Steele notes that there are advantages to having more lines of credit open. If you have more available credit, it becomes easier to keep your credit utilization low. Plus, if you keep those accounts over the years, they’ll raise your average age of accounts (another factor in credit scores). You don’t have to regularly use the unwanted card – just put it in a safe place, like the literal or figurative sock drawer.
However, this strategy works only if more open credit won’t lead you into debt. It also assumes the unwanted card doesn’t have a prohibitively large annual fee. If the card waives the fee the first year, Steele recommends keeping it open until a few months before the annual fee is due. At that point, he recommends calling the issuer and asking if it can waive the fee. It may do so – or agree to switch you to another product without a fee.
“Issuers want you to be satisfied,” Steele says.
Option 3 — Close the card and get the one you really want
Maybe too much open credit will tempt you into debt, or you just don’t like the mental and physical clutter of a sock drawer full of unneeded cards.
Or perhaps the card charges a hefty annual fee on the first statement. “That’s the rare case, where I’d say go ahead and cancel,” Steele says, noting that issuers will generally refund the fee if you cancel a card before a deadline (often 60 days after approval).
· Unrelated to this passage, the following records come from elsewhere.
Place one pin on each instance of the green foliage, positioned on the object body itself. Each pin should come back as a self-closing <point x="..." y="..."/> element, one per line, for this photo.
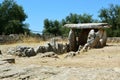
<point x="111" y="16"/>
<point x="56" y="27"/>
<point x="11" y="18"/>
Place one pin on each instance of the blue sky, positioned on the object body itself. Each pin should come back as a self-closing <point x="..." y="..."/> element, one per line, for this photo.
<point x="38" y="10"/>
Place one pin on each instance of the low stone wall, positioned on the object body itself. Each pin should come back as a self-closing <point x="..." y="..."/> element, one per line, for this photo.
<point x="9" y="38"/>
<point x="113" y="40"/>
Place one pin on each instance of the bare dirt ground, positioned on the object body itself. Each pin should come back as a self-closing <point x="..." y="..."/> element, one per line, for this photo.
<point x="96" y="64"/>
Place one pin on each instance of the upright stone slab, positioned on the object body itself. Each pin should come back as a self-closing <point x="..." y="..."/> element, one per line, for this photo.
<point x="72" y="40"/>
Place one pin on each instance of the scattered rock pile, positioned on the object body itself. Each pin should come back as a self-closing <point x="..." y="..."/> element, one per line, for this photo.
<point x="22" y="51"/>
<point x="48" y="50"/>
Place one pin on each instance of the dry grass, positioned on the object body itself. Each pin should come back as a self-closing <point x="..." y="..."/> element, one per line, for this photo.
<point x="107" y="57"/>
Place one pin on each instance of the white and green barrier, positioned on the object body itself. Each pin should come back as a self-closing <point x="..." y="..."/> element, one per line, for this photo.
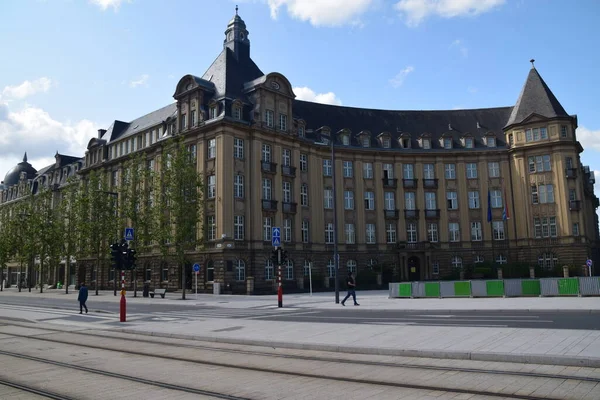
<point x="584" y="286"/>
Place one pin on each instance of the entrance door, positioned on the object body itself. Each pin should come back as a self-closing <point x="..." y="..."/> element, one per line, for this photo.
<point x="414" y="269"/>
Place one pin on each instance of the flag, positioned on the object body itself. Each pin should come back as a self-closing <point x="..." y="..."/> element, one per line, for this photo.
<point x="489" y="206"/>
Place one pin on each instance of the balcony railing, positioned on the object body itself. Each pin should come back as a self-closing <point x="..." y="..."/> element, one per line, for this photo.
<point x="430" y="183"/>
<point x="432" y="214"/>
<point x="269" y="205"/>
<point x="571" y="173"/>
<point x="391" y="214"/>
<point x="289" y="207"/>
<point x="411" y="214"/>
<point x="288" y="170"/>
<point x="269" y="167"/>
<point x="390" y="183"/>
<point x="410" y="183"/>
<point x="575" y="205"/>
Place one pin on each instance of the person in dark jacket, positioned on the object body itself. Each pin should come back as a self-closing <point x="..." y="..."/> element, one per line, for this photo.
<point x="82" y="298"/>
<point x="351" y="289"/>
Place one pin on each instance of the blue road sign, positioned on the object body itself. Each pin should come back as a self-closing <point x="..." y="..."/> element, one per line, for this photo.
<point x="128" y="233"/>
<point x="276" y="236"/>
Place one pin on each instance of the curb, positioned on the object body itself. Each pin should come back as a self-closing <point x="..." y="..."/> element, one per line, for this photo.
<point x="572" y="361"/>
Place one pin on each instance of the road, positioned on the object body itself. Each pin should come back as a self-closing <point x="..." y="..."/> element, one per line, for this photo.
<point x="104" y="309"/>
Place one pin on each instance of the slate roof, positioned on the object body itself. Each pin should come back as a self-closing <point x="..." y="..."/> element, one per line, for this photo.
<point x="475" y="122"/>
<point x="536" y="97"/>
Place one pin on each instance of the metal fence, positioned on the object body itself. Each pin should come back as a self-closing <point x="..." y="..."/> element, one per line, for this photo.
<point x="581" y="286"/>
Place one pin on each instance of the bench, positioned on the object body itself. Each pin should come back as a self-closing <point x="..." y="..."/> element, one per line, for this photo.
<point x="162" y="292"/>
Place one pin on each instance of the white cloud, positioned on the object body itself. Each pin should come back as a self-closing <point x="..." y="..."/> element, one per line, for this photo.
<point x="27" y="88"/>
<point x="105" y="4"/>
<point x="307" y="94"/>
<point x="323" y="12"/>
<point x="398" y="80"/>
<point x="141" y="81"/>
<point x="461" y="47"/>
<point x="416" y="11"/>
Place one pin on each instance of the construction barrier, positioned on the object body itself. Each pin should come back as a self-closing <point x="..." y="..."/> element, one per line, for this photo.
<point x="585" y="286"/>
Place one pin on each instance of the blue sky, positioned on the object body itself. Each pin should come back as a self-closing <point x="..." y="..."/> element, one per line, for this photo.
<point x="72" y="66"/>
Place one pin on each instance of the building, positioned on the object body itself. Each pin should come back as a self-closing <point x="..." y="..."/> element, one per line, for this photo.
<point x="419" y="194"/>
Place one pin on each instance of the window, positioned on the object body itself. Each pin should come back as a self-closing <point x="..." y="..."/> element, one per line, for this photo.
<point x="450" y="171"/>
<point x="494" y="169"/>
<point x="212" y="191"/>
<point x="474" y="200"/>
<point x="267" y="189"/>
<point x="211" y="227"/>
<point x="368" y="170"/>
<point x="266" y="153"/>
<point x="476" y="234"/>
<point x="370" y="234"/>
<point x="432" y="232"/>
<point x="389" y="201"/>
<point x="304" y="194"/>
<point x="454" y="232"/>
<point x="287" y="230"/>
<point x="238" y="186"/>
<point x="411" y="232"/>
<point x="498" y="230"/>
<point x="267" y="228"/>
<point x="238" y="227"/>
<point x="305" y="230"/>
<point x="348" y="170"/>
<point x="348" y="200"/>
<point x="329" y="233"/>
<point x="409" y="201"/>
<point x="328" y="198"/>
<point x="269" y="118"/>
<point x="430" y="201"/>
<point x="350" y="234"/>
<point x="428" y="171"/>
<point x="452" y="200"/>
<point x="269" y="270"/>
<point x="496" y="198"/>
<point x="303" y="162"/>
<point x="471" y="171"/>
<point x="212" y="148"/>
<point x="369" y="200"/>
<point x="240" y="270"/>
<point x="327" y="168"/>
<point x="282" y="122"/>
<point x="390" y="233"/>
If an annual fee isn’t the issue, consider waiting until after you’ve been approved for the new card before you cancel the unwanted one – especially if you have a thin credit history. That way, if you’re rejected for the new card, you can build credit with the old one.
How to avoid card regret in the first place
“Newbies need to plan what they want from the card and what they’ll use it for,” says the Chasing the Points blogger. If you travel and dine out a lot, for example, you might pick a card that rewards you for those things.
Other things to research before hitting “apply” include:
- The terms: “You want to be familiar with all the terms and conditions so nothing surprises you,” Steele says. “You don’t want to end up going, ‘Oh I didn’t realize this had an annual fee. ‘”
- The benefits: Rewards, no matter how great, are worthless if you can’t use them. If a travel rewards card seems enticing, first consider whether you travel enough to make it worthwhile.
- The offer: The same card can have multiple sign-up bonuses (including bonus points or promotional financing). Check your mailbox, look for limited-time offers online, or use a tool that soft-pulls your credit (meaning no credit damage) and shows you what you’re qualified for.
“Even if you’re sure it’s the right card, you want to make sure it’s the right offer,” Steele says. “You wouldn’t want to apply for a 25,000-point offer if there’s a 50,000-point offer available.”
If you overlooked the best offer, you may be able to convince the issuer to apply it to the card you just got, Steele says. But success is not guaranteed.
Sometimes, all the research in the world can’t save you from card regret. For example, an issuer might give you an unfairly (in your eyes) low limit or approve you for the card but not the tantalizing sign-up bonus that got you to apply. But, as Steele says, even these setbacks shouldn’t be a huge setback.
“We’re really lucky to have such an extremely competitive market for credit cards,” he says. “If you don’t like it, you can close your card or you can just put it in the sock drawer and use another card. … Vote with your wallet.”